I will come back another day to extract the severed shoots from the trellising and pile them up in the middle of the row to burn once the damp weather arrives and to saw off any large branches the vine no longer needs. Today, I will move along the row, trimming the new and one-year wood, shaping each vine for the imminent growing season, hoping my guesses are right. Have I left enough buds? Too many? Will the vine be able to ripen all its grapes? I wish I could see underground, in order to appreciate the mass of roots. Then, I would have a clearer idea of the plant’s capability—of the supply network, one could say, ready to serve the ripening fruit. But I can only imagine how far down the roots reach, how dense the capillary network is, by looking at the vine above ground—its height and breadth and vigour—and projecting the size and state of its underground corollary.
I don’t know if plants can see, but they communicate, although possibly without intent. The hue and sheen and pliability of the vine’s bark tells me how it weathered last summer, the width of the trunk (divided by the plant’s age) indicates how fertile the soil is. The number and length of the shoots go a long way toward revealing what kind of grape it is (there are a dozen different kinds in my vineyard, red and white), which I otherwise couldn’t tell at this time of year, without leaves or bunches of grapes to guide me.

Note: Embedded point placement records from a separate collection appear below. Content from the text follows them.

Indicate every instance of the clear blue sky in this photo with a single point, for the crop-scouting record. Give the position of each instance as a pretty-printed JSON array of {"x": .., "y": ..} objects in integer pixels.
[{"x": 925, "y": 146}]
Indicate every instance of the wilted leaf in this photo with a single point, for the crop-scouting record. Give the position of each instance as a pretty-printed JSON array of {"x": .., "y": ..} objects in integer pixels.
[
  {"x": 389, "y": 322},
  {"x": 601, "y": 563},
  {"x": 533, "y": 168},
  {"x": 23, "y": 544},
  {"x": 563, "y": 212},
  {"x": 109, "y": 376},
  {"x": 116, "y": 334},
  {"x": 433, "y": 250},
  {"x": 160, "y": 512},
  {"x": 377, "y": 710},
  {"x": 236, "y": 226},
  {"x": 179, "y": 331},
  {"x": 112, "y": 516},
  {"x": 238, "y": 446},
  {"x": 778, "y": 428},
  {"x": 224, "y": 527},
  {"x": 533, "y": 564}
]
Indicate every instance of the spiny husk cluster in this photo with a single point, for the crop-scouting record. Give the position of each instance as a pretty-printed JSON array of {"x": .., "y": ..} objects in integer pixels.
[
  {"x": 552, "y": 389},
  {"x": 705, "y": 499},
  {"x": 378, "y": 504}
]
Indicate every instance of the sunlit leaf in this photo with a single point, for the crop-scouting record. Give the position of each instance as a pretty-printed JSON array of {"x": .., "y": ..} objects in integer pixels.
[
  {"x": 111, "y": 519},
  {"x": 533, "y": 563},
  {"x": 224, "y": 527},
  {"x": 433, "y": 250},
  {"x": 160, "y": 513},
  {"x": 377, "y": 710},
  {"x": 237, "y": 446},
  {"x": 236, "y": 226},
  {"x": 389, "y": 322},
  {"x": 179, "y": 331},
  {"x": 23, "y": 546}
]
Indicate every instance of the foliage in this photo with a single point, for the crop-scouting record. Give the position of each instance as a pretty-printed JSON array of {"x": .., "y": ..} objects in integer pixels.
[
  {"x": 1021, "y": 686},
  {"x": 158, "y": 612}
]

Occasionally, I see a vine that isn’t going to make it—one I pruned last year but that hardly produced shoots. Its trunk will be sawed off at ground level, its roots allowed to finish drying up, the underground stump dug up and a new vine—if we are lucky, cloned from the old—planted next winter in its place.
I think of the seventy-five years the vine has lived—of the weather it has borne, how dry the summers must have been, how violent the storms coming from the north at the vineyard’s back, of the rains and of all the grapes the vine has produced, season after growing season, sending forth leaves then shoots, flowering, swelling its grapes, nourishing them with moisture drawn up from the Earth. Then I think of the Septembers, seventy-five in all, of how the vine would have been relieved of its grapes one day, how it would have stopped pumping out lymph toward its extremities and, instead, let it slide back down through the trunk and into its roots for shoring up.